# Our Last Classic Foal is here



## Belinda (May 12, 2008)

[SIZE=12pt]"CROSS COUNTRY HOLD ON TIGHT TO YOUR DREAM"[/SIZE]

His name says it all !! He is a super little guy with a baby doll head and so much refinement.. His sire is Bright Day . He is still a big Moma's boy , but will try and get some more in a few days..


----------



## crponies (May 13, 2008)

What a beautiful boy!


----------



## txminipinto (May 13, 2008)

Very nice Belinda!
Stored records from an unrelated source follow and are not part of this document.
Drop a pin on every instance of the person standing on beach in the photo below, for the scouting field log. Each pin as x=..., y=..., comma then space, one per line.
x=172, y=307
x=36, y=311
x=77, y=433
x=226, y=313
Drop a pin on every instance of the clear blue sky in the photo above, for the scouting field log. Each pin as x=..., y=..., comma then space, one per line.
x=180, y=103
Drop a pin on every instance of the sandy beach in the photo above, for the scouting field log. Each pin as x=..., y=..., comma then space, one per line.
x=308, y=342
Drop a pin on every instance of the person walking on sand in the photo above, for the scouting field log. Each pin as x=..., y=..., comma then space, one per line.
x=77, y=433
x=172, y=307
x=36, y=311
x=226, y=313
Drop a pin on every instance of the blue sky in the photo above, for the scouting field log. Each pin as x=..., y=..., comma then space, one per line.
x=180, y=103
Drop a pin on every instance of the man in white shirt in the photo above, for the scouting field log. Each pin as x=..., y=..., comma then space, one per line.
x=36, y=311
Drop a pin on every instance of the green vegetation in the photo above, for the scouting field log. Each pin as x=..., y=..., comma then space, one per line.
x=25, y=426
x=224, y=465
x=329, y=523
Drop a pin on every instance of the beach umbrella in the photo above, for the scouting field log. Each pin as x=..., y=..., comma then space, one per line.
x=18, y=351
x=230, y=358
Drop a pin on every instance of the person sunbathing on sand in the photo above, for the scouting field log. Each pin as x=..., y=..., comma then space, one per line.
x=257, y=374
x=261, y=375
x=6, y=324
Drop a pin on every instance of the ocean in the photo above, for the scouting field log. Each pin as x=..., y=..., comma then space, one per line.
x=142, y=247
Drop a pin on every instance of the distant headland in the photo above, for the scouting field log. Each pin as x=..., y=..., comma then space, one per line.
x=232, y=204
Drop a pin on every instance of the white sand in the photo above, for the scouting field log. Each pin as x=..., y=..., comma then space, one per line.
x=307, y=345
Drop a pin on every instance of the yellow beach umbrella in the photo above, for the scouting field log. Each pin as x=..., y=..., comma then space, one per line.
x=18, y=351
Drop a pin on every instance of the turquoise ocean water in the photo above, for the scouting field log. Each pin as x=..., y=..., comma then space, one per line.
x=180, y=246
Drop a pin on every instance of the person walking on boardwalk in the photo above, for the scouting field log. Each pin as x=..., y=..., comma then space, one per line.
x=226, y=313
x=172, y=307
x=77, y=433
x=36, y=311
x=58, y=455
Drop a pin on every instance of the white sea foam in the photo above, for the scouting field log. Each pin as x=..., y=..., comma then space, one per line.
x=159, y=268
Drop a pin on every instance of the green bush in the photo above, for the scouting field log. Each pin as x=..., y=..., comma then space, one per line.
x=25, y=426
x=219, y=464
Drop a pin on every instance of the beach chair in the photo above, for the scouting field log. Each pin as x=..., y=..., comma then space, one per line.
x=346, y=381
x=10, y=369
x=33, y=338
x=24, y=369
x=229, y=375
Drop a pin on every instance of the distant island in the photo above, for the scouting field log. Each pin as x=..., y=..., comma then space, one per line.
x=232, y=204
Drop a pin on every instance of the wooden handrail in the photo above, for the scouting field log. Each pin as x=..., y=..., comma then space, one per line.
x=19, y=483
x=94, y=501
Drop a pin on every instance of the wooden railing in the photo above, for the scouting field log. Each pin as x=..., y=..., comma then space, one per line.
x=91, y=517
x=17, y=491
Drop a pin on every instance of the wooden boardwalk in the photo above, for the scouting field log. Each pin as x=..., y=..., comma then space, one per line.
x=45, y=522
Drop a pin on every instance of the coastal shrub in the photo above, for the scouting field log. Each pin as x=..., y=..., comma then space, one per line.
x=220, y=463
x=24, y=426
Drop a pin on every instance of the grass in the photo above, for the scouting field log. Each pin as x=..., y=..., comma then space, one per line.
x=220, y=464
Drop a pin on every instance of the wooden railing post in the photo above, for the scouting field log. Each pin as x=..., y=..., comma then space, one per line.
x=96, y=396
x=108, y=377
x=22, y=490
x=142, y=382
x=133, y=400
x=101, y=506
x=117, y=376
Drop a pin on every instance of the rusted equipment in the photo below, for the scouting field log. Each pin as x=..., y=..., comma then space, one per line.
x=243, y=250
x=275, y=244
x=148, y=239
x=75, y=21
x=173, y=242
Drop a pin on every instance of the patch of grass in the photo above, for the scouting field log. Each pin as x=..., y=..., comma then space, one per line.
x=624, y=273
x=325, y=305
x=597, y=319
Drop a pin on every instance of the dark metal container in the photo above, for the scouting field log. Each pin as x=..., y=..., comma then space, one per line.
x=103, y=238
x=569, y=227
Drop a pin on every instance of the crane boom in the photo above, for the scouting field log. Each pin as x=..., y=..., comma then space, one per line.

But where's his color?


----------



## MBhorses (May 13, 2008)

very prett boy.


----------



## Lisa Strass (May 13, 2008)

Congratulations on a great crop of Bright babies this year!


----------



## Leeana (May 13, 2008)

He is to cool and i love that name


----------



## maranatha minis (May 13, 2008)

Nice baby Belinda!!!


----------



## ponyexpress (May 14, 2008)

Lovely Colt, and cool name ...


----------



## hairicane (May 17, 2008)

Congrats, he is lovely!


----------



## River Wood (May 22, 2008)

Pretty baby!!



Congrats


----------



## Sue S (May 27, 2008)

Very handsome boy, CONGRATS!


----------